Earthquake experts from Phivolcs teach high school students what to do in case disaster strikes

MANILA, Philippines (Nov. 5, 2016) — The Philippine Institute of Volcanology and Seismology (Phivolcs) oriented high school students from Metro Manila schools on how to prepare for earthquakes and tsunamis on Friday, November 4, in observance of World Tsunami Awareness Day. 

Philvolcs invited around 90 high school students from 6 schools in Metro Manila that are near the Manila Trench, one of the two major fault lines near the national capital.

The event was held a day ahead of World Tsunami Awareness Day, which is marked on November 5. Phivolcs said November 5 was chosen as the date of the event in honor of a true story in Japan on disaster preparedness.

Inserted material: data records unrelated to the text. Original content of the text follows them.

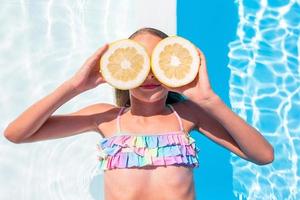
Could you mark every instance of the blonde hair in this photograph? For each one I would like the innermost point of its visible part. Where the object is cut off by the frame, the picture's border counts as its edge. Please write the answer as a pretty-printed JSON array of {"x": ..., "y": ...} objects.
[{"x": 122, "y": 98}]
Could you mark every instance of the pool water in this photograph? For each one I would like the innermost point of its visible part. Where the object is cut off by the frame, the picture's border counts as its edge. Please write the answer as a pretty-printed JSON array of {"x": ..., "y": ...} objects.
[{"x": 252, "y": 52}]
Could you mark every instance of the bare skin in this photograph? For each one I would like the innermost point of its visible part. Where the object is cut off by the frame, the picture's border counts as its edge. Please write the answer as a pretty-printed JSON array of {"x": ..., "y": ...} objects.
[{"x": 205, "y": 112}]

“November 5 was chosen in honor of a true story from Japan: Inamura-no-hi, which means the ‘burning of the rice sheaves.’ During an 1854 earthquake, a farmer saw the tide receding, as sign of looming tsunami and he set fire to his harvested rice to warn villagers, who fled to high ground,” Phivolcs explained.

Importance of awareness

Earthquake experts from Phivolcs discussed the different characteristics of an earthquake and tsunami, and taught the students how to prepare and what to do in case an actual earthquake strikes and generates a tsunami. The students also toured the agency’s exhibit, where other geological hazards were explained.

high school students tour phivolcs' geological hazards exhibit
GEOLOGICAL HAZARDS. High school students tour Phivolcs’ geological hazards exhibit on November 4, 2016. Photo by Gwen de la Cruz/Rappler.com

According to Mylene Villegas of Phivolcs’ Geologic Disaster Awareness and Preparedness Division, major earthquakes that cause tsunamis are not as frequent as other natural disasters like typhoons. The major tsunamis in the country happened in the 1800s to 1900s.

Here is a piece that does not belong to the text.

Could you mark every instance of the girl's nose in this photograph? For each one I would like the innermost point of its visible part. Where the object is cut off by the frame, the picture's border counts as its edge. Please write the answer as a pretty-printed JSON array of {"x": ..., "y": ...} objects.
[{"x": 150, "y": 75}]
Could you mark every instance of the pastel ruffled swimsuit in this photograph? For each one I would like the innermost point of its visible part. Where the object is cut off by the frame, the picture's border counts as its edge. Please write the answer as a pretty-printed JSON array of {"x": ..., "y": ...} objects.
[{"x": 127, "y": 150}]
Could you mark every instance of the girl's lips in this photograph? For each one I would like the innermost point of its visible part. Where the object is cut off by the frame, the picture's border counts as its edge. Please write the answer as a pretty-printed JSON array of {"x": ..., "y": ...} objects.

“We recognize the importance of schools, especially the teachers and the children because they are the next generation. In our lifetime, that’s like how many major events….When it happens, it really has a big impact. So for us really, it’s important to make sure that we are always prepared, like we don’t forget,” Villegas explained.

The Philippines is located along the Pacific Ocean Ring of Fire, where seismic activities such as earthquakes occur on a daily basis. The Philippines is vulnerable to tsunamis as it is an archipelago.

“All coastal areas in the Philippines are tsunami-prone,” said Phivolcs Science Research Specialist Jeffrey Perez.

One of the major tsunamis that hit the country was in Mindoro on November 15, 1994, when a magnitude 7.1 earthquake struck and triggered waves as high as 8 meters. The incident killed 41 people and destroyed 1,530 houses.